It’s happening. Millennials are beginning to reach middle age. As of 2021, the older millennials, born between 1981 and 1988, have started turning 40.
And they are feeling it… More than the Gen Xers that are only a few years older.
According to a study conducted by Blue Cross Blue Shield Association, millennials had substantially higher diagnoses for eight of the top 10 health conditions than Generation X, and based on their current health status, millennials are more likely to be less healthy when they’re older compared to Gen Xers. These findings are based on a study of millennials between 34 and 36 in 2017 and Gen Xers who were 34 to 36 in 2014.
A recent survey conducted by The Harris Poll on behalf of CNBC Make It says that about 44% of older millennials are diagnosed with at least one chronic health condition.
Dr. Georges Benjamin, executive director of the American Public Health Association, says there’s “no question” that some emerging evidence shows many millennials are unhealthier than predicted. He suspects the catalyst behind it to be hypertension, diabetes, and obesity, adding that the obesity epidemic may be one of the root causes of the rise in rates of hypertension, diabetes, and even certain types of cancer.
Ironically, studies show millennials are far less likely to be smokers, making diseases related to smoking less common.
So what are the most common ailments that older millennials are facing? The Make It survey says migraine headaches, major depression, and asthma are the top three, with type 2 diabetes and hypertension rounding out the top five.

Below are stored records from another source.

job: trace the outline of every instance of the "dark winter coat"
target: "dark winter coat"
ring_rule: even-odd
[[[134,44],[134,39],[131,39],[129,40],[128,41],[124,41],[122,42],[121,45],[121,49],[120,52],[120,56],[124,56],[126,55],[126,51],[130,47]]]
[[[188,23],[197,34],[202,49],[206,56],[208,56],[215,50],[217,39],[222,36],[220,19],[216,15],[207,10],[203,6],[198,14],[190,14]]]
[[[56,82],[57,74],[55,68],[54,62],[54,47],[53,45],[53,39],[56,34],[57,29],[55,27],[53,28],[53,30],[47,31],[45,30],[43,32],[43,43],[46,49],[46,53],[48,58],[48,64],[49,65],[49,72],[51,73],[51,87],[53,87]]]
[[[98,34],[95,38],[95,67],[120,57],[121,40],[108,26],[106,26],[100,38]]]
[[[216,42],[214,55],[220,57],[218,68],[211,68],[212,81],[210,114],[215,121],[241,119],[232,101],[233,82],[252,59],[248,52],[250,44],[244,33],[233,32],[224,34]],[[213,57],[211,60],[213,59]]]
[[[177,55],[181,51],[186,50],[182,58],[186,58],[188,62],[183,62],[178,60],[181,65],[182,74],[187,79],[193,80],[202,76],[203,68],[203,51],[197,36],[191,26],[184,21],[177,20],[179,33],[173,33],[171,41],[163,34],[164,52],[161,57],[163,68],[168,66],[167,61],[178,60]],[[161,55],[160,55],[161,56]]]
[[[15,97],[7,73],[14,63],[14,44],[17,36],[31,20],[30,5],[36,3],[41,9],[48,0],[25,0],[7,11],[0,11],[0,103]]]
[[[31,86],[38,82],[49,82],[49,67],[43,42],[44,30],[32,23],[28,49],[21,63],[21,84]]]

These chronic ailments aren’t only affecting their health and wellbeing. They are blowing a major hit to their bank accounts and life savings.
Studies show those with at least one chronic condition spend twice as much on out-of-pocket healthcare expenses than those without any medical issues. Those with two concurrent chronic health issues spend five times as much.
Unfortunately for aging millennials, more diagnoses could appear after the pandemic lifts. The pandemic will likely result in new shifts in health trends and potentially lead to an influx of diagnoses over the next year, Dr. Benjamin says.
Even beyond Covid, the pandemic has severely decreased the number of Americans visiting their doctor, Benjamin says. About 70% of physicians surveyed by the American Medical Association reported providing fewer appointments since the crisis started, including both in-person and virtual. According to CDC data, emergency room visits were down 25% in December 2020 and January 2021 compared with a year earlier.
Dr. Benjamin explains, “Because we’ve been sequestered in our homes for a year, people have not gotten the screenings and medical care they need. As people go back to the doctor, we’re going to find cancers that should have been caught earlier. We’re going to find people who didn’t get their immunizations. We’re going to find the diabetes that was not diagnosed because they weren’t at the doctor.”
Only time will tell what lies on the health horizon for the rising middle-aged millennials. They’ve lived through “these uncertain times” just like the rest of us. One thing is for certain, though; we can still be proactive in our health journeys. We can still make good and wise choices to fuel our bodies and aid them any way we can.
While there may be disparities in same-age health comparisons, the advice to aging Millennials is the same as Gen X, Boomers, and everyone else alive: Eat the rainbow with an emphasis on things that grew in the ground, exercise, and sleep 7-8 hours a night. With those three steps, health outcomes are dramatically improved in every age category and at every stage of life!